Various gcc developers are working on Link Time Optimization, also known as Whole Program Optimization. When using LTO, gcc will write the intermediate representation into the object file. At link time, gcc will read it in and use it to implement cross-module optimizations. The canonical optimization which requires LTO is inlining functions across object file boundaries, which can be a very effective optimization for many programs. Most modern compilers support a version of LTO; gcc is a late-comer here, but that is typical for gcc.
However, the main issue with LTO is speed. If it takes too long to compile a program in LTO mode, then nobody will use it. That is the fate of gcc’s current whole program optimization mode, selected by -combine. The -combine option is also currently restricted to be C only, although the author, Geoff Keating, has done some work toward extending it to C++.

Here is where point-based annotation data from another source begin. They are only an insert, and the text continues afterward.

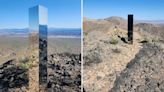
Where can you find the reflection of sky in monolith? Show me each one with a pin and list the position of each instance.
(38, 38)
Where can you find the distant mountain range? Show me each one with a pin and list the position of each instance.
(52, 32)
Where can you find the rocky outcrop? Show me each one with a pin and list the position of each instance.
(145, 73)
(64, 71)
(64, 75)
(12, 77)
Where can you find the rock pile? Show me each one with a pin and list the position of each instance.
(145, 73)
(64, 75)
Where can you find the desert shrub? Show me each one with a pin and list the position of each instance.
(116, 50)
(92, 57)
(113, 41)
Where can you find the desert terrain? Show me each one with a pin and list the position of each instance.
(111, 64)
(64, 65)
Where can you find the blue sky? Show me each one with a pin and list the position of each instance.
(142, 9)
(61, 13)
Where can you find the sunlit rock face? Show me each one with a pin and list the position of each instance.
(38, 42)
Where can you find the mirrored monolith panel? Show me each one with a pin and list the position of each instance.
(130, 28)
(38, 45)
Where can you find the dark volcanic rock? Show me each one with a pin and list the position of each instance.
(64, 75)
(64, 71)
(12, 77)
(145, 73)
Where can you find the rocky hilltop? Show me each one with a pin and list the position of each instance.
(64, 74)
(111, 64)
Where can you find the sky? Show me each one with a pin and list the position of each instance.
(61, 13)
(141, 9)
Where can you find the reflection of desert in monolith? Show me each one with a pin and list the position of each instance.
(122, 59)
(38, 48)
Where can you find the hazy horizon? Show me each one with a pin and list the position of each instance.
(141, 9)
(61, 13)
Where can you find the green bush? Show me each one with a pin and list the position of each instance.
(113, 41)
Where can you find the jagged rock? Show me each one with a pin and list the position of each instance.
(145, 73)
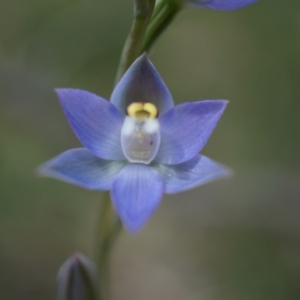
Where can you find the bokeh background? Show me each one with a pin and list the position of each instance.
(236, 239)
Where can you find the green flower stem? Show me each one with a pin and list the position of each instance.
(163, 14)
(109, 228)
(142, 13)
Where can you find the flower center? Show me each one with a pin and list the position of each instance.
(140, 134)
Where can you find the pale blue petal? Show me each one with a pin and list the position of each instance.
(142, 83)
(81, 167)
(136, 193)
(197, 171)
(222, 4)
(186, 128)
(96, 122)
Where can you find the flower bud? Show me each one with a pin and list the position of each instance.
(77, 279)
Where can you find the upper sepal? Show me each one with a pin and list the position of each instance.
(221, 4)
(142, 83)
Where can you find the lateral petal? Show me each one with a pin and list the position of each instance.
(186, 128)
(81, 167)
(194, 172)
(95, 121)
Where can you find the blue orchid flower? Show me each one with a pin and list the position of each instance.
(221, 4)
(137, 145)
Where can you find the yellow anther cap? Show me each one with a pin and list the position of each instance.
(142, 110)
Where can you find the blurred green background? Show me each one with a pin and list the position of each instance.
(236, 239)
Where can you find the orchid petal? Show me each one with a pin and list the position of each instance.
(136, 193)
(222, 4)
(95, 121)
(80, 167)
(197, 171)
(186, 128)
(142, 83)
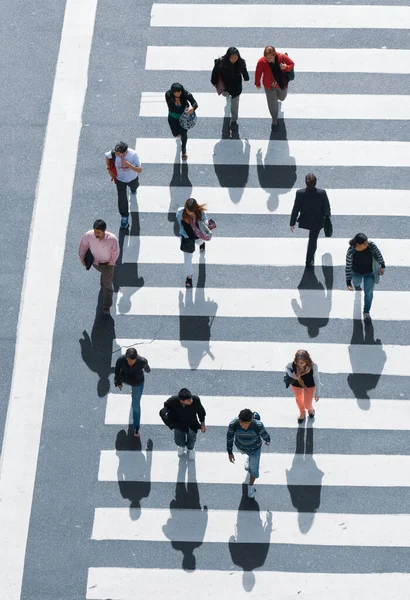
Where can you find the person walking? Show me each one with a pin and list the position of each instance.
(100, 248)
(129, 369)
(193, 229)
(179, 100)
(272, 69)
(228, 72)
(187, 415)
(304, 380)
(124, 166)
(310, 209)
(364, 262)
(247, 432)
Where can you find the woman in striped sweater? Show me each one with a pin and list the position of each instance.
(364, 261)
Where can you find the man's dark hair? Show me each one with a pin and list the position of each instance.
(310, 181)
(245, 415)
(184, 394)
(100, 225)
(121, 147)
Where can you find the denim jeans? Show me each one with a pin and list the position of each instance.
(368, 287)
(136, 393)
(183, 439)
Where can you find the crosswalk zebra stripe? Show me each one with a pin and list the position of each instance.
(254, 201)
(278, 152)
(281, 15)
(334, 413)
(307, 60)
(376, 470)
(297, 106)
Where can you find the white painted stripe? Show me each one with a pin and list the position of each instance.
(270, 356)
(250, 527)
(275, 469)
(333, 413)
(271, 303)
(297, 106)
(157, 199)
(272, 252)
(281, 15)
(45, 256)
(279, 152)
(120, 584)
(307, 60)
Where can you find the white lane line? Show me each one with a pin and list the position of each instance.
(370, 359)
(332, 413)
(275, 469)
(266, 153)
(307, 60)
(40, 292)
(254, 201)
(119, 584)
(272, 303)
(297, 106)
(273, 252)
(281, 15)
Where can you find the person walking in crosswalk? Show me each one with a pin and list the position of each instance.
(130, 369)
(247, 432)
(364, 262)
(304, 381)
(227, 73)
(179, 100)
(310, 209)
(187, 415)
(193, 229)
(272, 69)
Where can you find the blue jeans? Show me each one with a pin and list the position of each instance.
(368, 287)
(136, 393)
(183, 439)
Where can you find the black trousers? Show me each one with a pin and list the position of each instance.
(122, 194)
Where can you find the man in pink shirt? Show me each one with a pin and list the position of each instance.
(105, 250)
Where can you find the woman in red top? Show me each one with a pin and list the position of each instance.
(272, 68)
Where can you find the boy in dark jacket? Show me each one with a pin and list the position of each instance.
(187, 415)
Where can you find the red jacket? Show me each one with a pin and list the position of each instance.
(264, 71)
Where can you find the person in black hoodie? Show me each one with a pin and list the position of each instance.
(187, 415)
(230, 69)
(178, 100)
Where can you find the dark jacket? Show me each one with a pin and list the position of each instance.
(231, 74)
(186, 417)
(310, 208)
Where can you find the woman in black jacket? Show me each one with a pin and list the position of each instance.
(230, 69)
(178, 100)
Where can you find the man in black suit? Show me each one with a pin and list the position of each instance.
(309, 210)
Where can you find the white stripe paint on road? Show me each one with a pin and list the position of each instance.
(332, 413)
(297, 106)
(40, 292)
(281, 15)
(254, 201)
(266, 153)
(275, 469)
(307, 60)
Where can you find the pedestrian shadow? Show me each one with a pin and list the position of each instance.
(363, 334)
(274, 176)
(315, 299)
(96, 349)
(186, 528)
(304, 479)
(131, 490)
(232, 176)
(196, 316)
(249, 555)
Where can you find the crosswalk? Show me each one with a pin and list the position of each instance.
(332, 510)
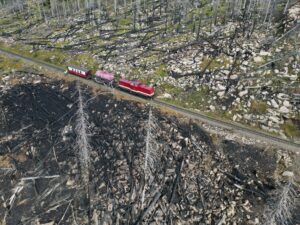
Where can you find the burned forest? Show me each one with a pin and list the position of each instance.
(149, 112)
(73, 156)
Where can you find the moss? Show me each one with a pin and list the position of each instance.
(291, 129)
(258, 107)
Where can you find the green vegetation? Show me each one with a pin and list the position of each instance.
(258, 107)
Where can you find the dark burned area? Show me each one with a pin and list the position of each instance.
(194, 181)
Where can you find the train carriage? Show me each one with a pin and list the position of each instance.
(136, 87)
(104, 77)
(80, 72)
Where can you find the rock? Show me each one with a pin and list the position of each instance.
(288, 174)
(234, 117)
(242, 93)
(165, 95)
(264, 53)
(258, 59)
(274, 104)
(274, 119)
(233, 77)
(286, 103)
(221, 87)
(221, 93)
(282, 96)
(284, 109)
(212, 108)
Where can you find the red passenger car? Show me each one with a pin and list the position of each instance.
(137, 87)
(84, 73)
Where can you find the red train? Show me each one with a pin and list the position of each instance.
(105, 77)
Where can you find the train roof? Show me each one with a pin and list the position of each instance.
(78, 68)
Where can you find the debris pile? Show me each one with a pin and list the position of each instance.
(193, 180)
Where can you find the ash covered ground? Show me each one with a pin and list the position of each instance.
(187, 178)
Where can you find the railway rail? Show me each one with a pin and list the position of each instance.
(232, 127)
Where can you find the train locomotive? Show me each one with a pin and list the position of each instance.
(107, 78)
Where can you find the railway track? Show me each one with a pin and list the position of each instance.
(232, 127)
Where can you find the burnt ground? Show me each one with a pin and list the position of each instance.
(193, 180)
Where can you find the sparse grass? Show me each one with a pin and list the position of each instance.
(197, 98)
(258, 107)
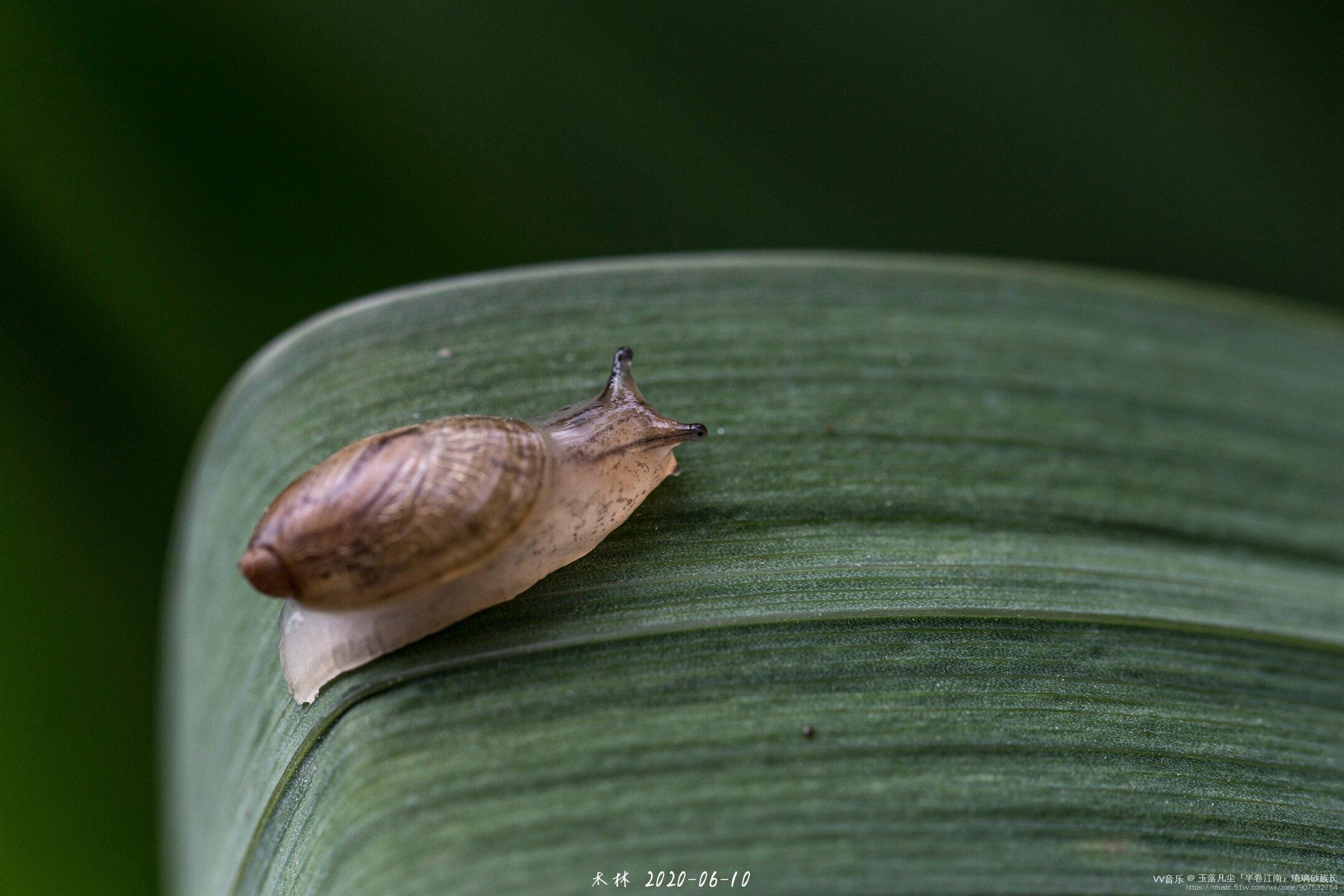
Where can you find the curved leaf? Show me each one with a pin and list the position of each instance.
(1048, 562)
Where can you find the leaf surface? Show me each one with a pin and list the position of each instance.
(1050, 562)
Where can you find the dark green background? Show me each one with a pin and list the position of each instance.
(179, 182)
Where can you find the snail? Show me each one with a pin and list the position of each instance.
(405, 533)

In order to make LTO fast enough to use, we need to make reading the IR during the LTO phase as fast as possible. We need to make decisions about inlining and other optimizations as fast as possible, which means that we need to have compact summary information about different object files, and we need to be able to process it quickly. Once we have made decisions about what to optimize, we need to implement those optimizations as quickly as possible. We can not assume that we will be able to hold the IR for all functions in memory; that will not be feasible for a reasonably sized program. We must be prepared to read and discard IR as necessary.
Our goal for this has to be that we can apply LTO to a large program in a few minutes at most. Anything more is going to be useless in practice. This is going to require attention to speed at all levels. The IR and summary information must be designed for quick reading. The implementation of optimizations will have to be done in parallel where possible–e.g., we will need to be able to have the backend invoke distcc to complete the compilation steps.
In practice we will need to use profile information to drive the LTO optimizations. We will need to be able to only apply LTO to hot functions, in order to reduce the time and maximize the benefits.
There is a long way to go to make all this happen.